Бежит, чтобы вдруг оступиться на крутой лестнице, покатиться по ступенькам, падая, почувствовать резкую боль, будто что-то внизу живота надорвалось.
И еще до того, как потерять сознание, понять, что бронза чемпионата мира по футболу стоит ей сына. И Жозе Аугушто родиться не суждено.
Эва
Португалия. Лиссабон. 28 июля 1966 года
После матча
Монтейру
Лондон. Уэмбли. 28 июля 1966 года
На выходе со стадиона образовывается давка. Толпа поперла, кто-то упал, кто-то на кого-то наступил, крики, свистки, ор… Сектор быстро отсекают живым щитом конных полицейских, а перед ним отрядом подготовленных бойцов, обученных сдерживать толпу. Лошади, перетаптываясь, ржут.

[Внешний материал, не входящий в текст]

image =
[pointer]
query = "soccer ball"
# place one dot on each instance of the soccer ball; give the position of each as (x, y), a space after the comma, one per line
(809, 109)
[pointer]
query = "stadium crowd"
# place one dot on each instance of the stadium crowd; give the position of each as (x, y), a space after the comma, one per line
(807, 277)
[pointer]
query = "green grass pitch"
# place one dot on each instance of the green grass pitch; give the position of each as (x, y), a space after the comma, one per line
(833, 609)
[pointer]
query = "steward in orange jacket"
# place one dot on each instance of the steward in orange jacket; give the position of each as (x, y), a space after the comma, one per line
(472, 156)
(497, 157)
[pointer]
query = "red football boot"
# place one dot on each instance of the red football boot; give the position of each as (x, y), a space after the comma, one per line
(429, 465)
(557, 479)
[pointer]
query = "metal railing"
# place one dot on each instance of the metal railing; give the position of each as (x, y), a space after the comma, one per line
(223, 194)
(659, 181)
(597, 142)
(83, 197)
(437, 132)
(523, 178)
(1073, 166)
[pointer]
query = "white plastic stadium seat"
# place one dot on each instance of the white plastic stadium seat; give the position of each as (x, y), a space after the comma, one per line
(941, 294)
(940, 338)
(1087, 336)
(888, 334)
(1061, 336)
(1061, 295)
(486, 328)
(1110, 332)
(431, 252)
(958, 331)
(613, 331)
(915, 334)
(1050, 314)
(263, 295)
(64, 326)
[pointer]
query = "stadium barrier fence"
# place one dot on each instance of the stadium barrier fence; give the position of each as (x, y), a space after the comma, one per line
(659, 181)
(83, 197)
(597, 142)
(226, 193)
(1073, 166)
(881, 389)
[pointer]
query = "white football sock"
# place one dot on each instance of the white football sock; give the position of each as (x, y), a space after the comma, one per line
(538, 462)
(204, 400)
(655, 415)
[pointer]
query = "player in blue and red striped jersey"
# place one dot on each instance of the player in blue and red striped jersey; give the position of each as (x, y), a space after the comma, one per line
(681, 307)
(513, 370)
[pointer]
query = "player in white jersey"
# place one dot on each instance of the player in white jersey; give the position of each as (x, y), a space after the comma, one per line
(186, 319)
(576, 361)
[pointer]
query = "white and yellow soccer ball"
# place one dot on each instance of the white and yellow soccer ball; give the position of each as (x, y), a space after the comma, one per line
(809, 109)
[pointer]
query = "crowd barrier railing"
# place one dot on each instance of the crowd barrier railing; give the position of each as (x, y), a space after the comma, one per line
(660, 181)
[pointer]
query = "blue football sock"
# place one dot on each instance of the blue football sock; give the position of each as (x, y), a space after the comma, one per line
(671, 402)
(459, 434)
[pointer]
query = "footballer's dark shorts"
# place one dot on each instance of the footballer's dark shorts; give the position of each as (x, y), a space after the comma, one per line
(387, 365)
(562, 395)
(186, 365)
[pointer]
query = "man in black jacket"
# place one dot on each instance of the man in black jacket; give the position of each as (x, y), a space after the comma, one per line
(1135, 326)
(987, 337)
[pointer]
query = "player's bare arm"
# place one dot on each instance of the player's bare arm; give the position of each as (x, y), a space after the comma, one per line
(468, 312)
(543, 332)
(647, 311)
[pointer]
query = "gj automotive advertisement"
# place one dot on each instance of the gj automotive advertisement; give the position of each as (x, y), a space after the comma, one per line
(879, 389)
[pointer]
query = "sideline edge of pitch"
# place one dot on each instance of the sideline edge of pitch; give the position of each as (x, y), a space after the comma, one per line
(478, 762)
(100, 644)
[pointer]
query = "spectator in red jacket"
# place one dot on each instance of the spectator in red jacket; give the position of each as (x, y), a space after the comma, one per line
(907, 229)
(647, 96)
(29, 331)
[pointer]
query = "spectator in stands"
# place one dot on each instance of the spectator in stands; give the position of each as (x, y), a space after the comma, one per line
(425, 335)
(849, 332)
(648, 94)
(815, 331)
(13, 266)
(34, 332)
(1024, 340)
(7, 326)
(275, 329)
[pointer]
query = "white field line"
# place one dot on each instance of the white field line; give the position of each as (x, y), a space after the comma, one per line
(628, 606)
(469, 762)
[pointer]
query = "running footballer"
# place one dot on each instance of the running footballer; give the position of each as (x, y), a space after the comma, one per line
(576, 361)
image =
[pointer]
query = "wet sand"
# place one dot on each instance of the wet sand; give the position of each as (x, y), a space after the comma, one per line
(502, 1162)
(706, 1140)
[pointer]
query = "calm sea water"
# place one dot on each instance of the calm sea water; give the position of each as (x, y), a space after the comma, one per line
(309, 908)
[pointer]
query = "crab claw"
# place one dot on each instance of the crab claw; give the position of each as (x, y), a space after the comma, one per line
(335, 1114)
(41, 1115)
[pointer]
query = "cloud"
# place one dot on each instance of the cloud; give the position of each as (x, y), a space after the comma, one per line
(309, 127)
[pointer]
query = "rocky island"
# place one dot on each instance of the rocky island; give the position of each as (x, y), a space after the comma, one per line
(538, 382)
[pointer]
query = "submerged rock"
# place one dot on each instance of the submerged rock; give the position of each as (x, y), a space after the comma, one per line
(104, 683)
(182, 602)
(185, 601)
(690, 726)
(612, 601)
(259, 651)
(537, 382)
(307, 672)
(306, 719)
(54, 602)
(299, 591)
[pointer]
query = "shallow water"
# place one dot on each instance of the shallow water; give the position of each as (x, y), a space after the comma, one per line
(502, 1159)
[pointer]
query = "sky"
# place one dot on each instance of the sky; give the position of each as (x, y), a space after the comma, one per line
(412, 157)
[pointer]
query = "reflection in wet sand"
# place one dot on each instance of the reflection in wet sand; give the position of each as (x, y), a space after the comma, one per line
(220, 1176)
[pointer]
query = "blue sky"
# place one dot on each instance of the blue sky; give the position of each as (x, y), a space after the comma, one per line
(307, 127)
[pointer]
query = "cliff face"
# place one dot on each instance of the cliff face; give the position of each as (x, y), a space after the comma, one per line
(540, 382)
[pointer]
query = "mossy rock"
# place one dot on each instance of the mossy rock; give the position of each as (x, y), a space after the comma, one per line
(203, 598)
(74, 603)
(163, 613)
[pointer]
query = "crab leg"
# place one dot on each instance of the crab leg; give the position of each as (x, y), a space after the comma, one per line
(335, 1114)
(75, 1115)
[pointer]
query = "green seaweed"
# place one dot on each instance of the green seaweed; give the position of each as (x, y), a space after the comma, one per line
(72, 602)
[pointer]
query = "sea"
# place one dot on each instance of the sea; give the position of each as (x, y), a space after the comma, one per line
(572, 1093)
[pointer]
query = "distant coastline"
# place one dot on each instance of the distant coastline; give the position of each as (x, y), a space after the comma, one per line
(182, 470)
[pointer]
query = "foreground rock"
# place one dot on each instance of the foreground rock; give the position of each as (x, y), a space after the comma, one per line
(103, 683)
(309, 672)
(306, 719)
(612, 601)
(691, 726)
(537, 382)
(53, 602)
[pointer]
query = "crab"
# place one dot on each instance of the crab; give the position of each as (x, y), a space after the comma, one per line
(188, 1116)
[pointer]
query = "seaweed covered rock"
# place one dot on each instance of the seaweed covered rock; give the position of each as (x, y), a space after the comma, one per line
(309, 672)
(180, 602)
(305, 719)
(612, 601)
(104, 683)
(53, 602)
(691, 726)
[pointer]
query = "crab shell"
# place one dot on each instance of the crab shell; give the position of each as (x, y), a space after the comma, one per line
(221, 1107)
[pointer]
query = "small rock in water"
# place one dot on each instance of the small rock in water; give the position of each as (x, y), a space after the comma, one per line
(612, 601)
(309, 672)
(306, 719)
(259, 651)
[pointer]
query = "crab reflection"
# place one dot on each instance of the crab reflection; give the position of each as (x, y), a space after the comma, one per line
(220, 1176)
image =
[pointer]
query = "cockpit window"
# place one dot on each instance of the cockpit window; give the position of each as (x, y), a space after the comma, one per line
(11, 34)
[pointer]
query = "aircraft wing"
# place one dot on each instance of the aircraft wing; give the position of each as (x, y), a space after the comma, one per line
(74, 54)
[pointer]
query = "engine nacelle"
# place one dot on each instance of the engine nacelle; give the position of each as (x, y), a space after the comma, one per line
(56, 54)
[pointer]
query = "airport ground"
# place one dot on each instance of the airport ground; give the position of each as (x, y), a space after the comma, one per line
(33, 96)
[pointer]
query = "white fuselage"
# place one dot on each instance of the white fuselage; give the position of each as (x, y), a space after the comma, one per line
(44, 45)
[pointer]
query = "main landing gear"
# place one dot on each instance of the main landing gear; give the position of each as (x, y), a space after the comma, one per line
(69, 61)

Человек с расцарапанной щекой, которого только что показали на весь мир с португальским флагом в левой руке (без одной фаланги указательного пальца), выходит со стадиона молча.
Проорав на крещендо последние минуты матча, на победном ударе Торриша он сорвал голос. Но в давку не попал. Он же счастливчик! Ему всегда везет. Их места с коллегой Тиензу были в середине восточной трибуны с двумя выходами. Коллега зачем-то суетливо пошел налево. И застрял. В том проходе и началась давка. А он спокойно свернул флаг, вытер им вспотевший лоб, повернул направо и через несколько минут уже вышел за ограждения из лошадиных хвостов и привязанных к задницам воняющих мешочков.
Оглянувшись, он быстрым шагом пошел в сторону от основной толпы, которую еще долго как стадо баранов будут гнать до следующих станций метро сквозь ряды полицейских «во избежание беспорядков», как будто беспорядков, если они реальные, можно избежать.
Теперь он шел, настроившись на долгую дорогу, радуясь, что сегодняшняя игра еще раз подтвердила — он счастливчик. Это он принес своей команде победу.
Ему всегда везет. В самый последний момент, на краю пропасти жизнь всегда выбрасывает ему флеш-рояль.
Позавчера бы тоже повезло, вышла бы его команда в финал, если бы за восемь минут до конца матча его не вывели со стадиона. Выволокли, идти он не хотел, волоком тащили, в единой куче с давним знакомым, с которым лет пятнадцать назад вели здесь всякие дела. Дела вели, накануне даже встретились, в пабе выпили и решили вместе на футбол идти. Но не учли, что один из них португалец, а другой брит и что за выход в финал играет Португалия с Британией.
И ему опять везло — полуфинальный матч с англичанами должен был пройти в Ливерпуле, куда он доехать не успевал, но вдруг матч чудом перенесли в Лондон, и он успел с рук купить два билета! И если бы не этот брит, его удача передалась бы и сборной! Уже начала передаваться! Эйсебио с пенальти сократил разрыв в счете, еще чуть… Но ближе к концу второго тайма при ничейном счете они с так называемым приятелем уже молотили друг друга насмерть. Вот их и выволокли со стадиона, а вместе с ним и удачу его сборной.
Непрофессионально? Возможно! Но такой футбол, который еще и совпал с его заданием в Лондоне, бывает раз в жизни!
Сегодня он умнее. Британским фанатам сегодня все равно. Красные Советы или его верная салазаристская Португалия для этих чопорных себе на уме говнюков одно и то же! А он ради этого и летел в Лондон — те, кто отправлял его, думают, что ради другого дела, но он летел ради футбола.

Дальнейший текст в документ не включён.